Campbell leaned forward. “But I know that every year about this time the Brotherhood come from all over the world and gather at some secret center here in England. And every year, before that gathering, scores of people are kidnapped and never heard of again. I believe that all those people are kidnapped by this mysterious Brotherhood.”
“But what becomes of the people they kidnap?” cried the pale young American. “What do they do with them?”
* * * *
Inspector Campbell’s bright brown eyes showed a hint of hooded horror, yet he shook his head. “I know no more than you.

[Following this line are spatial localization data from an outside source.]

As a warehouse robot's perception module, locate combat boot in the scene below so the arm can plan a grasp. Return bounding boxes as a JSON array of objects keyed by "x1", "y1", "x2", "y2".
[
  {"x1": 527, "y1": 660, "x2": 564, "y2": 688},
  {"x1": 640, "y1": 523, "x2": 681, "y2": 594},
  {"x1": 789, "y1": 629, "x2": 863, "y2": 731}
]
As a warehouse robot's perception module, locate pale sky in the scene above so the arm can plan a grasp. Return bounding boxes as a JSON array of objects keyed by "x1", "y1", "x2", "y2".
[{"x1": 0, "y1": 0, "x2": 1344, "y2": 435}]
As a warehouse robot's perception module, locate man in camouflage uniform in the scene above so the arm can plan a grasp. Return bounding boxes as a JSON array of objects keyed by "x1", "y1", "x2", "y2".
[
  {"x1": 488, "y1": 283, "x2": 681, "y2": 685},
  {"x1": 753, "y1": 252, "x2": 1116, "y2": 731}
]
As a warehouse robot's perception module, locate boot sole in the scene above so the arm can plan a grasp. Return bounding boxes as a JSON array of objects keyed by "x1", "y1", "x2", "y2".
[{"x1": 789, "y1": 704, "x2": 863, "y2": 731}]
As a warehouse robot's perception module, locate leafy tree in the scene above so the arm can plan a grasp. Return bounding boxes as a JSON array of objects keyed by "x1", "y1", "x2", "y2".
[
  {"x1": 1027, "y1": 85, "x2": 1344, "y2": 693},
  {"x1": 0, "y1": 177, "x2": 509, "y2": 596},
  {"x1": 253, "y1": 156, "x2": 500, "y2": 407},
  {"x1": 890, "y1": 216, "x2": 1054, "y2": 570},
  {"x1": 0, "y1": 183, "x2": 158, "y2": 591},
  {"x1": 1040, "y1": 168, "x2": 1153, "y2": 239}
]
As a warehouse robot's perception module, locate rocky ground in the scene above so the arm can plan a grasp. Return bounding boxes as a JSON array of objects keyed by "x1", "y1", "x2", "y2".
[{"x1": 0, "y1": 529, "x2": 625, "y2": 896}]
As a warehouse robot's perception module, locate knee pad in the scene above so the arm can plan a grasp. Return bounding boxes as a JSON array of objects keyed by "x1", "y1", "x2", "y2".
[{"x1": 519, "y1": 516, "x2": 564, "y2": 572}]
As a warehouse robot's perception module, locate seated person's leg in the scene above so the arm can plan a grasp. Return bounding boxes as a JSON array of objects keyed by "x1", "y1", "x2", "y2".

But whatever they do to the victims, they are never heard of again.”
“But you must know something more!” Ennis protested. “What is this Door?”
Campbell again shook his head. “That too I don’t know, but whatever it is, the Door is utterly sacred to the members of the Brotherhood, and whomever they mean by They Beyond the Door, they dread and venerate to the utmost.”
“Where leads the Door? It leads outside our world,” repeated Ennis. “What can that mean?”
“It might have a symbolic meaning, referring to some secluded fastness of the order which is away from the rest of the world,” the inspector said. “Or it might—”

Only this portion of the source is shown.